Fierce competition among producers drove prices down dramatically – whereas ARVs for one person per year cost US$10,000 in 2000, today, they cost just less than one per cent of that figure.
India had to start granting patents for medicines in 2005 because of its obligations as a member of the World Trade Organisation. This means that price-busting competition between generic and originator drug producers will be blocked for drugs that receive patents – for example, for several newer medicines to treat HIV and Aids.
When designing its patent law, however, India decided only drugs that show an improved therapeutic effect over existing ones deserve patents. This part of the law – ‘Section 3d’ – intends to prevent companies from continually extending their 20-year drug patents by making minor changes or improvements – a process called ‘evergreening’.
Along these lines, the Indian patent examiner in 2006 rejected the patent that Swiss pharmaceutical company Novartis sought for the leukemia drug Imatinib mesylate (marketed as Glivec), because it was based on a compound that already existed.

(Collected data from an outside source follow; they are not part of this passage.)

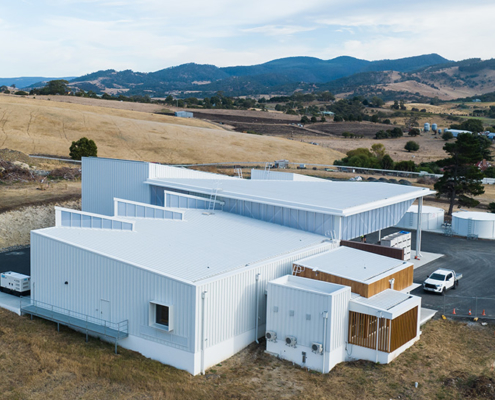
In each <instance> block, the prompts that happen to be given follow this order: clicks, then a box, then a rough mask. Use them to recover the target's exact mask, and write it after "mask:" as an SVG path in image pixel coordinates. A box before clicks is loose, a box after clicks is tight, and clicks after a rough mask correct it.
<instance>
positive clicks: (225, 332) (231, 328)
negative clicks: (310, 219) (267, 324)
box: [196, 242, 338, 351]
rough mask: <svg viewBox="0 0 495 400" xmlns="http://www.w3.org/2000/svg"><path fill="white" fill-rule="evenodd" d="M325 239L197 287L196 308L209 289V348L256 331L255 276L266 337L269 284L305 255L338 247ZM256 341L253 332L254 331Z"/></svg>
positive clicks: (261, 329)
mask: <svg viewBox="0 0 495 400" xmlns="http://www.w3.org/2000/svg"><path fill="white" fill-rule="evenodd" d="M337 245H338V244H337V243H332V242H326V243H324V244H321V245H318V246H313V247H312V248H309V249H307V250H304V251H299V252H297V253H292V254H290V255H287V256H285V257H279V258H278V259H277V260H274V261H271V262H267V263H266V264H261V265H260V266H256V267H253V268H250V269H249V270H247V271H236V272H235V273H232V274H230V275H229V276H225V277H221V278H219V279H216V280H211V281H210V282H208V283H204V284H200V285H198V287H197V295H196V299H197V300H196V309H197V310H201V301H202V299H201V293H202V292H204V291H207V292H208V294H207V298H206V315H205V316H206V318H205V321H206V326H205V331H206V339H207V341H206V348H208V347H211V346H214V345H216V344H218V343H221V342H223V341H224V340H227V339H230V338H233V337H235V336H237V335H240V334H242V333H245V332H249V331H251V330H252V331H254V329H255V313H256V275H257V274H258V273H260V274H261V275H260V278H259V281H258V285H259V286H258V306H259V310H258V312H259V314H258V316H259V323H258V326H259V337H261V336H263V333H264V328H265V323H266V295H265V291H266V289H267V284H268V282H269V281H271V280H272V279H276V278H279V277H281V276H284V275H287V274H290V273H291V271H292V263H293V262H295V261H297V260H300V259H302V258H305V257H309V256H311V255H314V254H318V253H321V252H323V251H326V250H329V249H332V248H334V247H335V246H337ZM196 338H197V340H196V351H199V350H201V312H198V313H197V315H196ZM253 341H254V334H253Z"/></svg>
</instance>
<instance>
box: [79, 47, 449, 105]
mask: <svg viewBox="0 0 495 400" xmlns="http://www.w3.org/2000/svg"><path fill="white" fill-rule="evenodd" d="M446 62H448V60H447V59H445V58H443V57H441V56H439V55H438V54H429V55H423V56H417V57H409V58H402V59H398V60H381V61H366V60H360V59H357V58H353V57H345V56H344V57H337V58H334V59H331V60H321V59H319V58H314V57H288V58H282V59H278V60H273V61H269V62H267V63H264V64H259V65H251V66H238V67H225V68H219V67H216V66H214V65H202V64H193V63H189V64H183V65H179V66H177V67H171V68H166V69H162V70H160V71H156V72H151V73H141V72H134V71H131V70H126V71H119V72H117V71H115V70H106V71H98V72H95V73H91V74H88V75H84V76H81V77H79V78H76V79H74V80H72V81H71V84H73V85H74V86H78V87H80V88H81V89H84V90H93V91H95V92H103V91H107V92H110V93H116V92H127V93H126V94H129V95H132V94H140V95H143V94H149V95H151V96H155V97H158V96H164V95H166V94H168V93H170V92H174V91H175V92H177V91H189V92H190V91H194V92H216V91H219V90H222V91H224V92H225V93H226V94H227V93H228V94H231V95H242V94H246V95H252V94H260V93H270V92H272V91H274V90H275V91H282V92H283V91H284V90H285V89H288V90H291V88H292V87H295V86H297V85H298V84H301V83H303V84H321V83H325V82H329V81H333V80H335V79H339V78H343V77H347V76H350V75H353V74H356V73H363V72H370V71H388V70H394V71H400V72H409V71H414V70H416V69H419V68H424V67H428V66H431V65H438V64H442V63H446ZM284 88H285V89H284Z"/></svg>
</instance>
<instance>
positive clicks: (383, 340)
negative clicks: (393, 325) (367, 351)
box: [348, 311, 391, 353]
mask: <svg viewBox="0 0 495 400" xmlns="http://www.w3.org/2000/svg"><path fill="white" fill-rule="evenodd" d="M377 324H379V328H378V350H379V351H383V352H387V353H390V333H391V321H390V320H389V319H386V318H378V317H375V316H373V315H367V314H361V313H358V312H354V311H350V312H349V338H348V342H349V343H350V344H355V345H357V346H361V347H366V348H368V349H374V350H376V346H377V329H376V328H377Z"/></svg>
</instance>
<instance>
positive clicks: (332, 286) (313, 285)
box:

Novartis claims that Imanitib mesylate has 30 per cent increase in bioavailability — the body’s ability to absorb the drug — and should therefore deserve a patent under the terms of ‘increased efficacy’.
In response to its drug patent being rejected, Novartis took the Indian government to court in 2006, not only challenging the rejection of its patent, but also the part of India’s law, Section 3(d,) that formed the basis of the decision.
Lower the bar
By challenging the interpretation of section 3(d), Novartis is seeking to lower the bar on patentability in India and force the country to grant more patents. Indeed if Section 3d were overturned, it would mean patenting would become much more widespread in India, severely limiting the production of more affordable generics.
The protracted legal battle saw Novartis file a case in the Madras High Court in 2006 challenging the constitutionality of section 3d. However, in 2007 they lost in the High Court in Chennai which, in a landmark decision, decided to uphold the constitutionality of Section 3d of India’s Patents Act.
The company was also unsuccessful in its appeal before the Intellectual property Appellate Board (IPAB) in June 2009 to overturn the patent rejection of Imanitib mesylate.
However, having never given up Novartis again brought a new case to India’s Supreme Court (the county’s highest judicial authority) trying to attack and weaken the interpretation of Section 3d.
A narrow or a broad interpretation is likely to have a significant impact on the patents regime in India. What the court decides will then be applied to any subsequent application for any patent for any drug.
After a series of false starts and delays throughout 2011 and 2012, final arguments started on July 10 in India’s Supreme Court in New Delhi with stakeholders in the health and pharmaceutical sectors crossing their fingers.